Todos os ensaios foram realizados em modo descontínuo, em triplicado, com um volume da fase líquida de 230 mL e um volume gasoso de 90 mL. A cada reactor foram adicionadas lamas anaeróbias para obter uma concentração inicial de 2 gSSV L-1,

assim como os volumes ou massas estabelecidas para cada substrato para obter uma concentração inicial de 8 gCQO L-1. Foram ainda adicionadas soluções de nutrientes

inorgânicos (solução 1 e solução 2 descritas no Anexo 10.4), e ainda NaHCO3 e KHCO3

para fornecer ao sistema uma alcalinidade inicial de 2 g L-1 como CaCO3. Foi ainda

adicionada uma concentração mínima óptima de inibidor metanogénico (BES), que foi determinada nos ensaios preliminares de inibição metanogénica. Finalmente foi adicionada água destilada para perfazer o volume reaccional de 230 mL. Imediatamente antes da incubação em condições anaeróbias, os reactores foram purgados com uma corrente de azoto para remover todo o oxigénio, durante 1 min, e seguidamente selados. Os reactores foram incubados durante cerca de 30 dias a (36±1)ºC numa estufa termostatizada, e continuamente agitados por indução magnética.

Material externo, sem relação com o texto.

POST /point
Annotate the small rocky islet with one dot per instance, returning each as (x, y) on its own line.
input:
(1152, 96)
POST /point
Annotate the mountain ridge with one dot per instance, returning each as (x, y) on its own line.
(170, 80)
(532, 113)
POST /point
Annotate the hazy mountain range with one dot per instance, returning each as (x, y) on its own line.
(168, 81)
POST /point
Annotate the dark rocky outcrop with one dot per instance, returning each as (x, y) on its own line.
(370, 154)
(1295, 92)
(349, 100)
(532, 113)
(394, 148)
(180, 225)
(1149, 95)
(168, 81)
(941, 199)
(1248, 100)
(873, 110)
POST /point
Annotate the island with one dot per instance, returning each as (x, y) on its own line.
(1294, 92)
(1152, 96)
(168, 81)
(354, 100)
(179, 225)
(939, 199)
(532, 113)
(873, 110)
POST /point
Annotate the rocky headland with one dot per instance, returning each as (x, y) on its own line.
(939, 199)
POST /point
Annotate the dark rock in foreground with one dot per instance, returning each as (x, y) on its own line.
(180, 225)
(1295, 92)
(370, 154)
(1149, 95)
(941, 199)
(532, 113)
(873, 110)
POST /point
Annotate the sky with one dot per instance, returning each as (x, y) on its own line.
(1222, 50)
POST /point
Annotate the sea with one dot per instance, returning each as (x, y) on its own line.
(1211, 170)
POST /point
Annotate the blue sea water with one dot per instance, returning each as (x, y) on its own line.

Na bateria de ensaios preliminares foi testada a influência de um inibidor metanogénico (BES) na produção específica de metano de cinco ensaios anaeróbios contendo uma concentração de 0,1 g L-1 de acetato de sódio, uma fonte de carbono

facilmente metanizável. Cada ensaio consistiu no inóculo (biomassa anaeróbia na concentração de 2 gSSV L-1), fonte de carbono, água destilada e solução de BES em

diferentes concentrações: 0, 2, 6, 20 e 50 mM. A concentração mínima de inibidor (BES) que se considerou suficientemente inibitória para a metanogénese foi escolhida

para ser utilizada na segunda bateria de ensaios, promovendo a acumulação de AOV a partir dos substratos orgânicos seleccionados e permitindo avaliar os seus potenciais acidogénicos. Nesta segunda bateria experimental, os substratos foram categorizados em termos de potencial acidogénico e composição dos AOV produzidos, atendendo ao grau de acidificação e à composição dos fermentados obtidos.